The label is almost too discoloured to read at all. We expected it to say 'Unfired colours. DO NOT WET. To Clean, brush with a stiff brush', but in fact it seems to be a message from someone who found the bottle. It goes something like this, in hand-written capitals . . .
WIN . . . J D WATTS? . . .
FOUND IN . . .
OF AN OLD CHURCH
IN WELL . . . NORFOLK?
. . . OF MANY . . .
The words in the outer ring are 'THEIR WORK WAS AS IT WERE A WHEEL IN THE MIDDLE OF A WHEEL' and in the inner ring 'LIMMERLEASE COMPTON'.
The Compton Potters' Arts Guild was set up by Mary Seaton Fraser Tyler Watts, wife of the famous painter George Watts. The couple had moved from London to the village of Compton in Surrey in the 1890s and Mary, finding clay deposits in the grounds of the house, started the pottery to give the poor of Compton employment.

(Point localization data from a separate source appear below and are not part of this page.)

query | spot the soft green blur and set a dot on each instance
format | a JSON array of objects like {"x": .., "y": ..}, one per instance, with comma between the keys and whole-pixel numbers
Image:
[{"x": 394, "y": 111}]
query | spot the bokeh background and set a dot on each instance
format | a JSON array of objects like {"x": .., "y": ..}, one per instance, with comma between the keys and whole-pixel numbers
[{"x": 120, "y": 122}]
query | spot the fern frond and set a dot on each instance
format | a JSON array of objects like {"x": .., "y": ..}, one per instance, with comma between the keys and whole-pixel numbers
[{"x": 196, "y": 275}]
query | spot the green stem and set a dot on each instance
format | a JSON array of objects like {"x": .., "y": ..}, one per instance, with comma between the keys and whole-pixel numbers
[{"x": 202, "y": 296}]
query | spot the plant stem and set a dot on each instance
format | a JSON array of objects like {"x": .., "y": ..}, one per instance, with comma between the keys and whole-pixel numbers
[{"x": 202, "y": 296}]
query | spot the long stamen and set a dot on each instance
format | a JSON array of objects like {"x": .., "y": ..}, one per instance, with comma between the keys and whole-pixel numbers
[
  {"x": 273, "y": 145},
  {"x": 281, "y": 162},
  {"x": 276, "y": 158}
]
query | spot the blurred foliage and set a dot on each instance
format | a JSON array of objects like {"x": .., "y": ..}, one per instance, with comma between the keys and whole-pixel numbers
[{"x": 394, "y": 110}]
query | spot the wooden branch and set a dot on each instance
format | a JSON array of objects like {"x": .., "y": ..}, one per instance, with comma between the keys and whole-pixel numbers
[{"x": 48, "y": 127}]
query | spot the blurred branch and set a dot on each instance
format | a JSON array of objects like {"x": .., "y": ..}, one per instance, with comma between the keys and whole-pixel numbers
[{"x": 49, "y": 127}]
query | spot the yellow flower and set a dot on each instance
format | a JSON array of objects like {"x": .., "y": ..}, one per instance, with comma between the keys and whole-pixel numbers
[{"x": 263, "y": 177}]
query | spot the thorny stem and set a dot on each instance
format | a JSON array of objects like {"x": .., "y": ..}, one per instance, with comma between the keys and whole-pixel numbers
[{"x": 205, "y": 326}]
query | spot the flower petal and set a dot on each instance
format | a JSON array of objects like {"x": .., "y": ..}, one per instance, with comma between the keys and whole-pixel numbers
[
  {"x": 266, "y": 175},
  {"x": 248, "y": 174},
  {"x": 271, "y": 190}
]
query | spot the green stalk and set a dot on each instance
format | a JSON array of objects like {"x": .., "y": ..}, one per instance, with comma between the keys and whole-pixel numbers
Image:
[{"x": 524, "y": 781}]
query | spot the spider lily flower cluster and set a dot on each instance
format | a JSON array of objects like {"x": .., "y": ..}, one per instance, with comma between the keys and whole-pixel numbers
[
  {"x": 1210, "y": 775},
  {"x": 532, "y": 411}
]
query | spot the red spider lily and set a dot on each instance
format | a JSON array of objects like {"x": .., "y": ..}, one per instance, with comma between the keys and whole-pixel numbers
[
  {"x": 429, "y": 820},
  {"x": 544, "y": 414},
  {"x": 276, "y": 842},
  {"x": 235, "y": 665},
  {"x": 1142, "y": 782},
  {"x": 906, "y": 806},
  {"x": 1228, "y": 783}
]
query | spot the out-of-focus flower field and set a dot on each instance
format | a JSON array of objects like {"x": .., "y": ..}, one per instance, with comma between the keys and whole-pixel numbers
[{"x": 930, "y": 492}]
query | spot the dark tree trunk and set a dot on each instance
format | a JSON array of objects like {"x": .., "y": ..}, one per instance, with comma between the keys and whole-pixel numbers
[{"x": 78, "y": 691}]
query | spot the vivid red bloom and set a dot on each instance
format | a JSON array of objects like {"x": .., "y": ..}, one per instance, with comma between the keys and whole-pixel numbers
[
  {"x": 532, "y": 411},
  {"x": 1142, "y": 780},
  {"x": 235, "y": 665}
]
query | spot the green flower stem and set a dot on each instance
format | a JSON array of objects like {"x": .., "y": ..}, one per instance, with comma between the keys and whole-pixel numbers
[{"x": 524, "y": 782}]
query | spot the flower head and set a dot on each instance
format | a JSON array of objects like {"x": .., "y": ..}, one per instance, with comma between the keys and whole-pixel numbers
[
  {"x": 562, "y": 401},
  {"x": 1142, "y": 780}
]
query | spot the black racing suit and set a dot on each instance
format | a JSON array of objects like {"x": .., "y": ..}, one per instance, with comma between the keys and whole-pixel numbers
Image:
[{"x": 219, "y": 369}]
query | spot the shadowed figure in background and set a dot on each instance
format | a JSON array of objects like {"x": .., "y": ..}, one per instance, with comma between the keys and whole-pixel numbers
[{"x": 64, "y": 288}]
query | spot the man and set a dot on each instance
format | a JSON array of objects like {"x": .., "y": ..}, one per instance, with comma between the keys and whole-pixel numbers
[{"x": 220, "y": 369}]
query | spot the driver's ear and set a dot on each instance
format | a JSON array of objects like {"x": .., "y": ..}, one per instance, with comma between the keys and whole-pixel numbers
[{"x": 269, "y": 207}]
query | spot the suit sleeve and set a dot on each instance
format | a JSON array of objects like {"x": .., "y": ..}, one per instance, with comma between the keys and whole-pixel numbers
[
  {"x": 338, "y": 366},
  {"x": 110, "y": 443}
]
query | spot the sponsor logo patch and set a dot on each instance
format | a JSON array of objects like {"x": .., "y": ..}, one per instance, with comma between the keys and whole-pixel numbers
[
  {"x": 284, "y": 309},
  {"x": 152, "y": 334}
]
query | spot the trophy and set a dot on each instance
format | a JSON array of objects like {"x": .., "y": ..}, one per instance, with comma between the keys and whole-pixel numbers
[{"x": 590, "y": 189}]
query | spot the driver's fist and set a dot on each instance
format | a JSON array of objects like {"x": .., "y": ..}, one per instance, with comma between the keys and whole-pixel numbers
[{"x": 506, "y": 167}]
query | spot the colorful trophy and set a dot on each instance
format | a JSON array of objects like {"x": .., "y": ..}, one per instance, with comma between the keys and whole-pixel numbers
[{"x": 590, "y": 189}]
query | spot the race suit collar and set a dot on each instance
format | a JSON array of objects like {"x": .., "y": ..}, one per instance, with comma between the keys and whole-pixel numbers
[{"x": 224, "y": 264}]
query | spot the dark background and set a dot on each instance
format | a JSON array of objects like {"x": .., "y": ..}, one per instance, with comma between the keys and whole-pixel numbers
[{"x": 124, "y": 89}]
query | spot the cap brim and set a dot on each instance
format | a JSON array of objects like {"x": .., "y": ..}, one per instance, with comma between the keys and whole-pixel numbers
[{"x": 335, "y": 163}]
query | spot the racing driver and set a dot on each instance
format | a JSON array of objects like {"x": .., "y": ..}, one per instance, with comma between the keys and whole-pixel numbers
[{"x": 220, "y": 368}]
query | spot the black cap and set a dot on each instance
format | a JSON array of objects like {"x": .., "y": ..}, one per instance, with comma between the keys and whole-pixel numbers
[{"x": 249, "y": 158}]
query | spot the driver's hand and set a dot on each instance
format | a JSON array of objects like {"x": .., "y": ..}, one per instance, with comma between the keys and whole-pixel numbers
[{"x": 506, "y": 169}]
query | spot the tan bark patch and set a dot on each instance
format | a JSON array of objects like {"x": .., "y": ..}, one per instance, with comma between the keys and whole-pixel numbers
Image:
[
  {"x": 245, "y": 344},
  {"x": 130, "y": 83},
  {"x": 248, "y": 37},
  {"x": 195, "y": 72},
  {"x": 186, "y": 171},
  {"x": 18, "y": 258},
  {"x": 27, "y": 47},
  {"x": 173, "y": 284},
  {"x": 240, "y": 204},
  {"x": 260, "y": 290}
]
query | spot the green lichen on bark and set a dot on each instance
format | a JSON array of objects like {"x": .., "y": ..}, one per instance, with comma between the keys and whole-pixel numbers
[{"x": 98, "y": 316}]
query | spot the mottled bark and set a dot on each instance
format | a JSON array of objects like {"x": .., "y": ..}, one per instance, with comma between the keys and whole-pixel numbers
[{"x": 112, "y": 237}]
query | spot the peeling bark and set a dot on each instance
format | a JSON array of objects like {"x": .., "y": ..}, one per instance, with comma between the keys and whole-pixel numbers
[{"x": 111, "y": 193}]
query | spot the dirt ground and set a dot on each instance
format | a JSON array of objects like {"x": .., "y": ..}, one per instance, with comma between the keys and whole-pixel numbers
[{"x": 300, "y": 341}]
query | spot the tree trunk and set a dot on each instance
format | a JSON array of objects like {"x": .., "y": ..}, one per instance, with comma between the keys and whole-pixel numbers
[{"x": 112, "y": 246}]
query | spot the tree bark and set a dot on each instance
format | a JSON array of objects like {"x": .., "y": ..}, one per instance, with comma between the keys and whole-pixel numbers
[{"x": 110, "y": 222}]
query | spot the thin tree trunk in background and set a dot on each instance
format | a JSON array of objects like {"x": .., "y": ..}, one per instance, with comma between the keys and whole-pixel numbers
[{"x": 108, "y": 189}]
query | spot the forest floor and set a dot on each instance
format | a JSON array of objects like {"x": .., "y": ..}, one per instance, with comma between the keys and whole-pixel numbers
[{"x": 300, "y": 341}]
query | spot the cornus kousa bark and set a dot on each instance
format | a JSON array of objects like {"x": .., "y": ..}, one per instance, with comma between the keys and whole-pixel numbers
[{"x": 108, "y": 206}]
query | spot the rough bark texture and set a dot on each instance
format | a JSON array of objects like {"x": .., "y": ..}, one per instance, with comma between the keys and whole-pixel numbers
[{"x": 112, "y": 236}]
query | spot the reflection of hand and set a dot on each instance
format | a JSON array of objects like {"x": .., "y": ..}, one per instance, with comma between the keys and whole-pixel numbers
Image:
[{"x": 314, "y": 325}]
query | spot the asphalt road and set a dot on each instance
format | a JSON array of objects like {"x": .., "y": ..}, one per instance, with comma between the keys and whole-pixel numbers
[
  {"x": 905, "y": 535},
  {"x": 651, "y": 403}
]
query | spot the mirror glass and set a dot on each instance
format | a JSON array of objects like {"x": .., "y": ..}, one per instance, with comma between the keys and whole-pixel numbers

William de Morgan helped with the installation of the wood-fired kiln.
The pottery ran from 1899 to the mid-1950s, becoming a limited company in 1936. Designers were recruited from George Watts's artistic circle of friends, and many top names such as Alfred Gilbert and Archibald Knox provided designs for garden ornaments, decorative pots and utensils.
Wares were sold through Liberty, and the Guild's clientele included many eminent people.